近所の中華屋さん〜国家と人〜

カレーライス。中華。和食でもないが現代日本人には不可欠な食事である。
どうも時々はこれを食べないことには胃袋がおさまらない。

フランスでもおそらく他のヨーロッパ諸国においても華僑のいない都市はない。
どこにでも中華屋や華僑のエセ寿司レストランがある。

そして別件で述べたが、パリと首都圏には今や70万人程の温州華僑がマジョリティーとして住み着いて、強固な地縁兼血縁共同体をして半数の煙草屋を占有するに至った現状がある。
僕の住むフォンテーヌブローにも小さな中心部に4軒もの中華屋があり、半数の煙草屋は華僑のものである。

今宵、行きつけの中華屋が温州華僑かどうか調べる目的もあり、惣菜を買いに行った。

余談であるが、フランスにおいてアジア風味が恋しくなったら、どこにでもある中華屋に入るしかない。
かつて従姉妹夫妻がパリに来て、1週間程度の欧州滞在の最後の方に我慢ならなくなり中華屋に入りほっとしていたが、このように旅行とてこの塩梅なのだから、住んだら特にアジアの味に飢えることは必至で、中華屋はそんな我々を救ってくれる。
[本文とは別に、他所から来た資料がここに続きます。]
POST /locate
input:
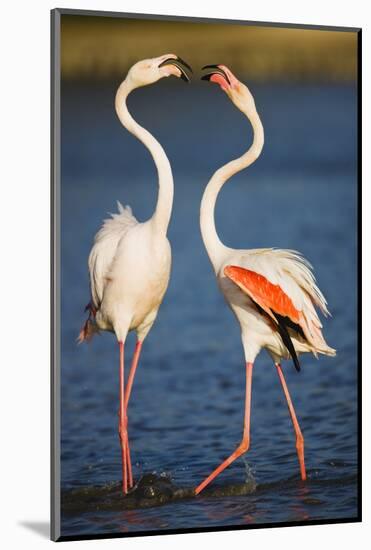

自分とて時々疲れて料理をしたくない夜には、コンビニ弁当もなければお持ち帰り料理の選択肢を欠くフランスにおいて、中華屋には世話になっている。ケバブかエセ寿司かピザか中華なら中華を選んでしまう。
しかもフランスにはUberEatsやドミノピザを除けば大した出前もない。

天ぷら蕎麦に熱燗をつけて出前をとりたいものだ…

僕がフォンテーヌブローの教会の斜向かいの中華屋を行きつけにする理由は大した理由がある訳でもなく、単純に亭主とおかみさんの人が良いからである。良い人間の作る飯はうまいし、金を落とすならこういう人間に落としたい。にこやかで丁寧な応対のご夫婦である。
僕は馴染みなので、与太話もする客と主人の間柄である。

そして、この店の味は全て味の素とウェイパーから構築されている。
化学旨味物質の染み込む裏切らない味を年がら年中提供してくれる安定のクオリティである。
不味旨グルメである。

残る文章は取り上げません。